We found positive selection for first-year flowering, high genetic diversity and a mixed-mating system in weed beet populations. However, there was no clear evidence for a mating system shift towards increased selfing as would be expected under a reproductive assurance hypothesis. From an applied and practical point of view, our results highlight the need to carefully survey and manage both the sugar beet fields and the seed production area. In sugar beet fields, low-density weed beet populations may be difficult to detect and considered harmless by farmers. Nonetheless, they should be eradicated in due time before the onset of flowering season in mid-July to avoid giving rise to dormant seed banks in which first-year flowering ability has been positively selected (Van Dijk and Desplanque 1999). Moreover, farmers should avoid sowing sugar beet seeds too early in spring to limit the exposure to cold weather which is likely to favour an additional flowering of cultivars with low vernalization requirement. Likewise, in the light of the development of genetically modified (GM) crops, GM herbicide-tolerant beet lines could be potentially put on the market. Careful destruction of all bolting beets is thus of particular concern and should be a compulsory measure to avoid the occurrence of transgenic herbicide-tolerant weed beets and to prevent any gene flow between conventional and GM sugar beet fields (Ellstrand 2003; Darmency et al. 2009). Similarly, the seed production area is a theatre of recurrent crop–wild hybridization giving rise to weed beets. Although breeders take extreme precautions to eradicate all wild or weedy beets to avoid any contamination of seedlots by crop–wild hybrids, more efficient management of wild beet populations occurring in the vicinity of seed production fields is still needed (Desplanque et al. 2002; Arnaud et al. 2009).

From an evolutionary point of view, agricultural weeds evolve in response to selective pressures associated with crop cultivation. The central importance of evolutionary ecology for understanding weed invasion, persistence and management has recently been emphasized by Neve et al. (2009). In this regard, an efficient weeding could also promote pollen limitation of seed production, which would indirectly generate significant levels of selfing and low reproductive success of weed beets through inbreeding depression.
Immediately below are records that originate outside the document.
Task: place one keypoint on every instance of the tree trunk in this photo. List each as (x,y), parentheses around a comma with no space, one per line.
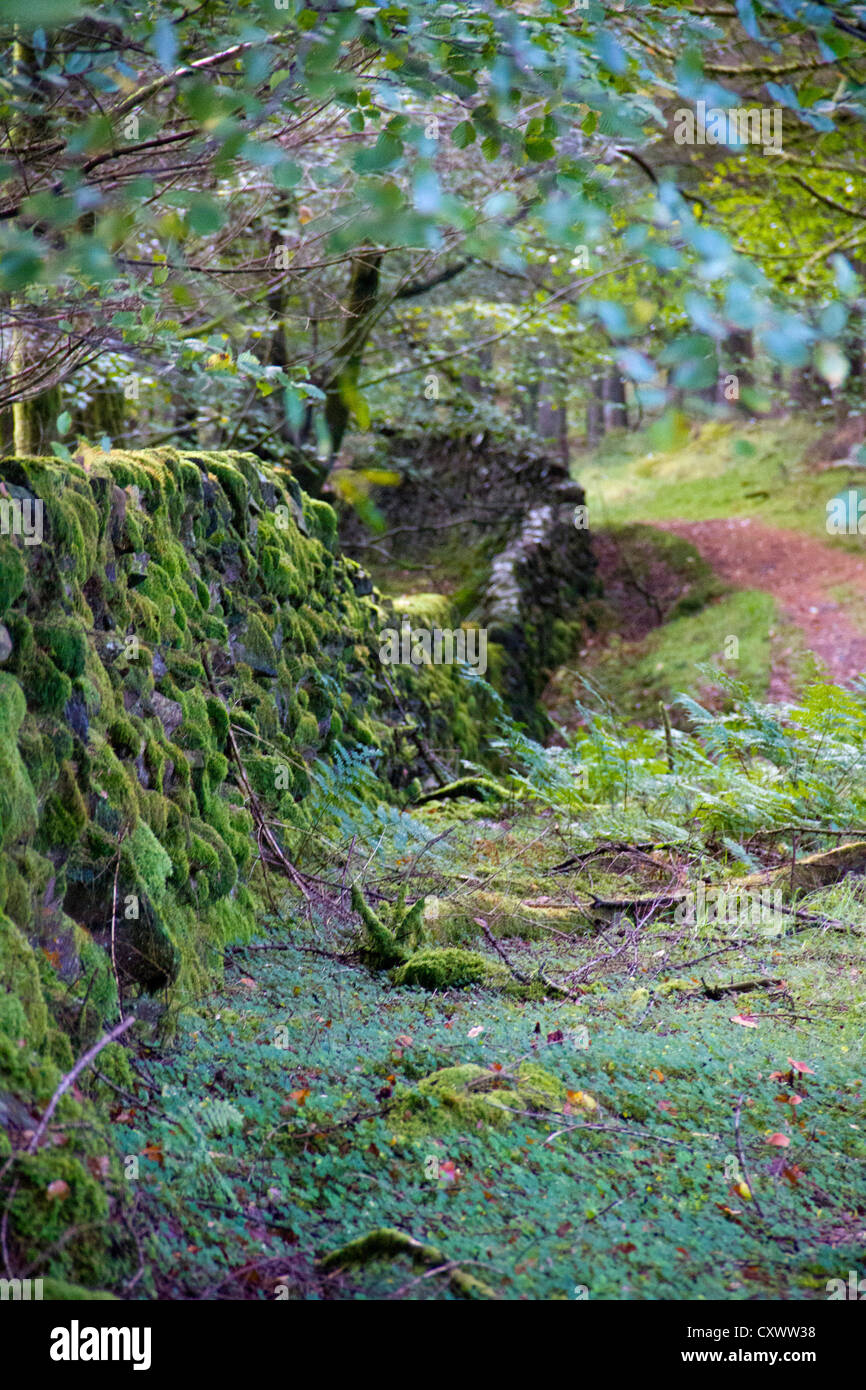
(616,413)
(595,412)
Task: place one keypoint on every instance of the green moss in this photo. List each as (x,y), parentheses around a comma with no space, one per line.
(17,798)
(66,644)
(146,861)
(20,977)
(64,813)
(469,1096)
(41,1216)
(13,574)
(449,968)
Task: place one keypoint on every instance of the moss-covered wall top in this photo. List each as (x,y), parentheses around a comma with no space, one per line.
(164,616)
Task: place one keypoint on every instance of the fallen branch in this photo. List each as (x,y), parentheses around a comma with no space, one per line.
(262,826)
(66,1082)
(717,991)
(388,1243)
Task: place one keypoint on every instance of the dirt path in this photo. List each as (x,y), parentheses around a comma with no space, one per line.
(799,573)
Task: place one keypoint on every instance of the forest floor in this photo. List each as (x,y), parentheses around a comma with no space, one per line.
(684,1122)
(641,1105)
(822,591)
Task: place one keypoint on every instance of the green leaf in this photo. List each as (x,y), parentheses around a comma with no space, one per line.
(831,363)
(463,134)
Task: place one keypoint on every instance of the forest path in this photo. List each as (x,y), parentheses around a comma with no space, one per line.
(801,573)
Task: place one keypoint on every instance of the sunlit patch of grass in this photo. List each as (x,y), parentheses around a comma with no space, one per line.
(724,470)
(635,676)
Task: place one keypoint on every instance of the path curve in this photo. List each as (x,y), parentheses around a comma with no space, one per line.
(799,573)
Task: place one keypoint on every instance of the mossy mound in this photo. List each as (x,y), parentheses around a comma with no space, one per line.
(469,1096)
(456,920)
(449,968)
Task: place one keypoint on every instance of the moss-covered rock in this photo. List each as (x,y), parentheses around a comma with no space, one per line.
(181,606)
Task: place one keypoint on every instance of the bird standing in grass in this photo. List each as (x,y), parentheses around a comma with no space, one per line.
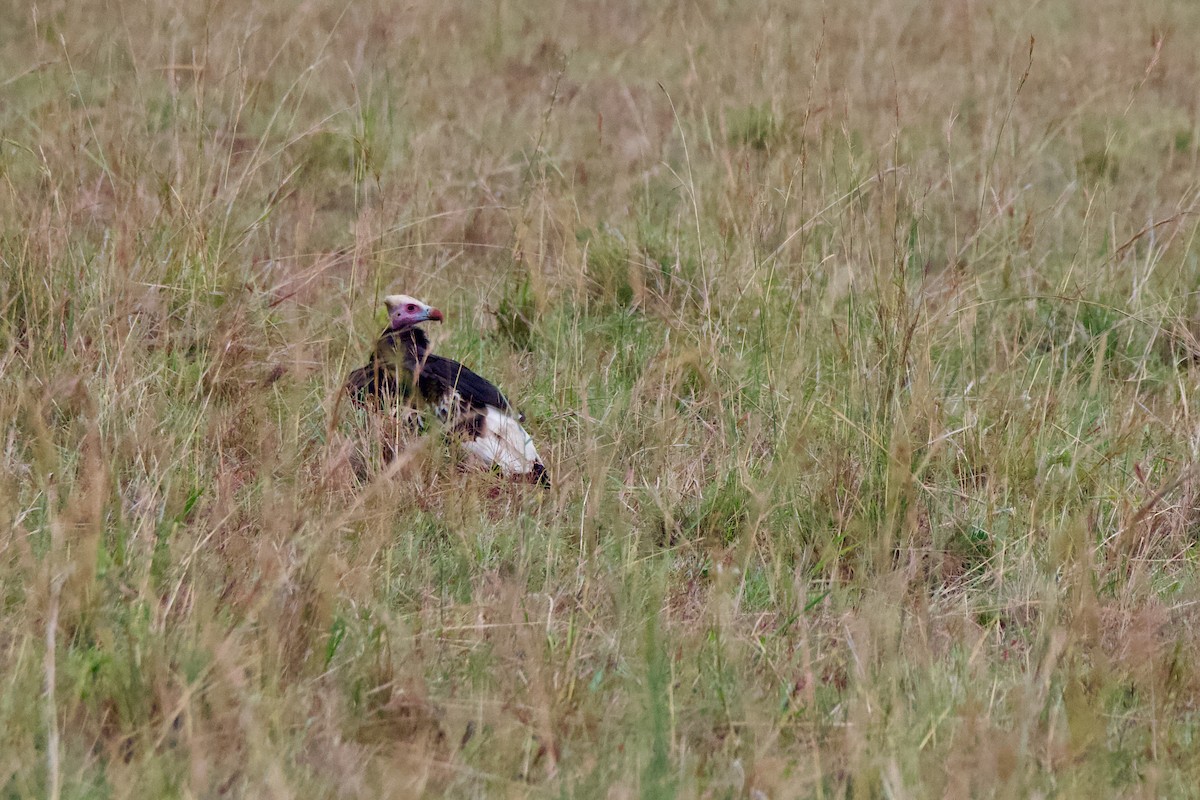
(402,373)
However, this hypothesis would require further validation because high selfing rates, in the long term, could also lead to a purging of genetic load which could favour crop–wild hybrids. In this respect, additional weed populations with known population history and further comparative experiments to measure progeny fitness along with assessments of seed set are needed to gain further insights into the effects of inbreeding depression and pollen limitation on the invasive ability of weedy beets.